Bug 488718 (encrypted_LVM)

Summary: Support for encrypted LVs in LVM2 & key management (tracker)
Product: Red Hat Enterprise Linux 6 Reporter: Milan Broz <mbroz>
Component: lvm2Assignee: Milan Broz <mbroz>
Status: CLOSED WONTFIX QA Contact: Corey Marthaler <cmarthal>
Severity: medium Docs Contact:
Priority: low    
Version: 6.0CC: agk, calestyo, dwysocha, heinzm, jbrassow, lvm-team, mbroz, myllynen, prockai, pvrabec, syeghiay
Target Milestone: rcKeywords: Tracking
Target Release: ---   
Hardware: All   
OS: Linux   
Whiteboard:
Fixed In Version: Doc Type: Bug Fix
Doc Text:
Story Points: ---
Clone Of: Environment:
Last Closed: 2012-04-03 16:21:37 UTC Type: ---
Regression: --- Mount Type: ---
Documentation: --- CRM:
Verified Versions: Category: ---
oVirt Team: --- RHEL 7.3 requirements from Atomic Host:
Cloudforms Team: --- Target Upstream Version:
Embargoed:
Bug Depends On: 457541, 458392, 464089, 488722    
Bug Blocks:    

Description Milan Broz 2009-03-05 13:32:37 UTC 
Tracking bug for RFE and all dependant bugs & FREs covering encrypted volume support in LVM2 and key management interface.

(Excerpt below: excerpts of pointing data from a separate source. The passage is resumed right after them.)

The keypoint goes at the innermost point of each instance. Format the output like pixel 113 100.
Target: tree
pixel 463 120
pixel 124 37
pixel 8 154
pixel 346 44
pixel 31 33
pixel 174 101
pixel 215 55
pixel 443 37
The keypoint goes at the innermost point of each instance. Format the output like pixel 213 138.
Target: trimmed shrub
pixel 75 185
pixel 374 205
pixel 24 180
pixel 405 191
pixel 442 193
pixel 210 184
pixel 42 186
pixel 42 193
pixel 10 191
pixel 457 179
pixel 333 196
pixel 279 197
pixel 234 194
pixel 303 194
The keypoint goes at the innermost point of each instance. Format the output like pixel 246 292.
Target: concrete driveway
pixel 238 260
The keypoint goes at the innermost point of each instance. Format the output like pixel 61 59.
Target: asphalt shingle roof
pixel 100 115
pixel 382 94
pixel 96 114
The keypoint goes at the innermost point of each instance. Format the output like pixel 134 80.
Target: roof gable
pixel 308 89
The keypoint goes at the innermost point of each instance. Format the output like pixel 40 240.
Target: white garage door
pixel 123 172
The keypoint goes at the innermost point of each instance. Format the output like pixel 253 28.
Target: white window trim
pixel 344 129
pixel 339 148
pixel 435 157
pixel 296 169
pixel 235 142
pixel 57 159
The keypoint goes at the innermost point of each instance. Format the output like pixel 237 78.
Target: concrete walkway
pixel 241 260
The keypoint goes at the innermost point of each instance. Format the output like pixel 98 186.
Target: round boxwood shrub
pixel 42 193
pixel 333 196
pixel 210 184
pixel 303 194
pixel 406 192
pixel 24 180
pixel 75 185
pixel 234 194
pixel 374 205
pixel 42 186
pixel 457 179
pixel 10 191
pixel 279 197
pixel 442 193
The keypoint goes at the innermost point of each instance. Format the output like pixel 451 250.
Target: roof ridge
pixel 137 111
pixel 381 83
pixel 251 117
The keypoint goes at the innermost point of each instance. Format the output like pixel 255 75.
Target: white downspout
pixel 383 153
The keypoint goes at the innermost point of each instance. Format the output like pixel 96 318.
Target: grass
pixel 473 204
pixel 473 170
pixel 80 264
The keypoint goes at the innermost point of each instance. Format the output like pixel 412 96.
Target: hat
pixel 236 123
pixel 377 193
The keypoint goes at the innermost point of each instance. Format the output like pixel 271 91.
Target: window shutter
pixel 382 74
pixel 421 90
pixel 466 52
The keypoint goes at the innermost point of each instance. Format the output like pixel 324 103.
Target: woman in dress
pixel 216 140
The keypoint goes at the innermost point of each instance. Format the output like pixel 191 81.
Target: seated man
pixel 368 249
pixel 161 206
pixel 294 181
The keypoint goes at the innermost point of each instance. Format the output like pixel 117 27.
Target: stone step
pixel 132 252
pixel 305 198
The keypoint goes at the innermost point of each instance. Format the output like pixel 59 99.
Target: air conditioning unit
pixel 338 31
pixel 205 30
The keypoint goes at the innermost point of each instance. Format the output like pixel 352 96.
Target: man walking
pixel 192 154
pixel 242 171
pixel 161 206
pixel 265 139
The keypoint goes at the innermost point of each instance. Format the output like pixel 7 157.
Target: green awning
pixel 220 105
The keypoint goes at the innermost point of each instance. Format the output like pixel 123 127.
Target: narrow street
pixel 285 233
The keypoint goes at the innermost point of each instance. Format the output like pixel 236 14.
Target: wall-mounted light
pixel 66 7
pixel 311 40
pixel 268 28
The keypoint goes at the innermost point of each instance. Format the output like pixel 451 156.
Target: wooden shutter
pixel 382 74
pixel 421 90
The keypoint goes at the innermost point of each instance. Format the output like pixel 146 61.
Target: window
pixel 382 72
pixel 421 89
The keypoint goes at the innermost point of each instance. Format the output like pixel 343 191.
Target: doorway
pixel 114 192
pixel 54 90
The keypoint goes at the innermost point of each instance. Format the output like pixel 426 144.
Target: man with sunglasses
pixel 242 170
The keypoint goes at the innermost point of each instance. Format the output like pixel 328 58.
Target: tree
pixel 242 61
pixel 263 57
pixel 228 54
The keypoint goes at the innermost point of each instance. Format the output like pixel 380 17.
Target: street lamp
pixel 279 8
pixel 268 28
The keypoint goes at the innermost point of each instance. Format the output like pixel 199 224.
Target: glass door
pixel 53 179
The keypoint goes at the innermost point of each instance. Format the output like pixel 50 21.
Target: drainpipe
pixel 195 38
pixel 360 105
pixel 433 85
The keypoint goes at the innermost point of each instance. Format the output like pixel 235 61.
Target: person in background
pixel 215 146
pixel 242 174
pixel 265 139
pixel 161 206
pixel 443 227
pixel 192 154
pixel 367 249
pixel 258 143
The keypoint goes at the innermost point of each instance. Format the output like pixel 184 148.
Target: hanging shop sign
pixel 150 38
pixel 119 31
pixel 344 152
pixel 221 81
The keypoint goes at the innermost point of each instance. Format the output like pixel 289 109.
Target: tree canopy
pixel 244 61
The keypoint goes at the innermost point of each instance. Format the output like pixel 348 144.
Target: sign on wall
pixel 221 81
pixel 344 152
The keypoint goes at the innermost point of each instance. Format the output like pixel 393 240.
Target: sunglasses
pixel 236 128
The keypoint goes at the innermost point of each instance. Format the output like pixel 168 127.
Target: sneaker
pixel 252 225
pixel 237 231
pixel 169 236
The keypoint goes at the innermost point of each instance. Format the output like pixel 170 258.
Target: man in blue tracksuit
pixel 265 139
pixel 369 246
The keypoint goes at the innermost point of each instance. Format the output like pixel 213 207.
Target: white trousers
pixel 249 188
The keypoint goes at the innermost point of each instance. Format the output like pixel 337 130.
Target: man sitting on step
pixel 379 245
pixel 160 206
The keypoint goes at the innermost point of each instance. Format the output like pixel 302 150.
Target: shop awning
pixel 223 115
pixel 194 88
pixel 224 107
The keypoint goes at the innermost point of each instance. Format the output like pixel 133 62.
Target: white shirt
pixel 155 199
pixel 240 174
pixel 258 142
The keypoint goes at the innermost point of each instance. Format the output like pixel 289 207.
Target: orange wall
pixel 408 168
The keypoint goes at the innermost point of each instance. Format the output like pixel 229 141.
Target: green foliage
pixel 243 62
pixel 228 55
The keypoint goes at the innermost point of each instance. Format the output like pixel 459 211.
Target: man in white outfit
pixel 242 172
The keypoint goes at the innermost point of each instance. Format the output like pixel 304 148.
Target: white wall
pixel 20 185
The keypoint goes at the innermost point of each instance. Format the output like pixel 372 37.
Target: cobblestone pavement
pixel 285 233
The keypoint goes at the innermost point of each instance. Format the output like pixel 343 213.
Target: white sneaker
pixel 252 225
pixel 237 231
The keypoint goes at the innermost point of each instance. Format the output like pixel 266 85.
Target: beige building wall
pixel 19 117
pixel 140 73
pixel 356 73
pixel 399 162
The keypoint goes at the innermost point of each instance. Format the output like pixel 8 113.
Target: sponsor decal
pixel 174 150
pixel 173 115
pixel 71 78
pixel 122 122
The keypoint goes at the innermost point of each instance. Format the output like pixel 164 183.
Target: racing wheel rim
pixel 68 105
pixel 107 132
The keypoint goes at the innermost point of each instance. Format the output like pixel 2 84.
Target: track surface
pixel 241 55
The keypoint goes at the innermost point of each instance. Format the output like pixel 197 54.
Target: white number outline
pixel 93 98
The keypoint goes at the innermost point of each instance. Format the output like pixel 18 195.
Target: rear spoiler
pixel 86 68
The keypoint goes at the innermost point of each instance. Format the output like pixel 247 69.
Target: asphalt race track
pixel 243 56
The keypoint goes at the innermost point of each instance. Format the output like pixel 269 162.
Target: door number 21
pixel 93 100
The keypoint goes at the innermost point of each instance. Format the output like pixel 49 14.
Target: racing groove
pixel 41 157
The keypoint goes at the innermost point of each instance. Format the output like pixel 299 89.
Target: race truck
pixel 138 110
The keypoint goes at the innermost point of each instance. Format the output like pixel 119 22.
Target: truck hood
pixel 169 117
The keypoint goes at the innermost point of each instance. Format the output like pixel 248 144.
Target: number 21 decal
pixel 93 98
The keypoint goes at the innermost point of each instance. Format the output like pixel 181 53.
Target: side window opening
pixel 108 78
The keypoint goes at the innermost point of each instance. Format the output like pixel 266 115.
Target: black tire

>  a) add support of crypto segment into libdevmapper
>
>  b) add support for lvm metadata (keystore, crypt segments)
> 
>  c) define key management interface + lvm internals
> 
>  d) write cyptsetup/LUKS backward compatible key management plugin
> 
>  e) provide low level key management tool (using key management plugins above)
> 
>  f) provide support for encrypted LVs in basic lvm tools
> 
>  g) support more complicated operations (pvmove, online reencryption)

See also patches https://www.redhat.com/archives/lvm-devel/2009-January/msg00082.html
Comment 1 RHEL Program Management 2009-06-15 20:59:37 UTC 
This request was evaluated by Red Hat Product Management for inclusion in a Red
Hat Enterprise Linux major release.  Product Management has requested further
review of this request by Red Hat Engineering, for potential inclusion in a Red
Hat Enterprise Linux Major release.  This request is not yet committed for
inclusion.
Comment 3 Milan Broz 2012-04-03 16:21:37 UTC 
I am closing this and will perhaps create a new tracker for volume encryption related bugs.

Integration with lvm2 will cause more problems than it solves, it would be better to have separate encryption layer and some mechanism how to manipulate better with device stack.

(From the kernel/performance point of view it is exactly the same - stacked device-mapper devices.)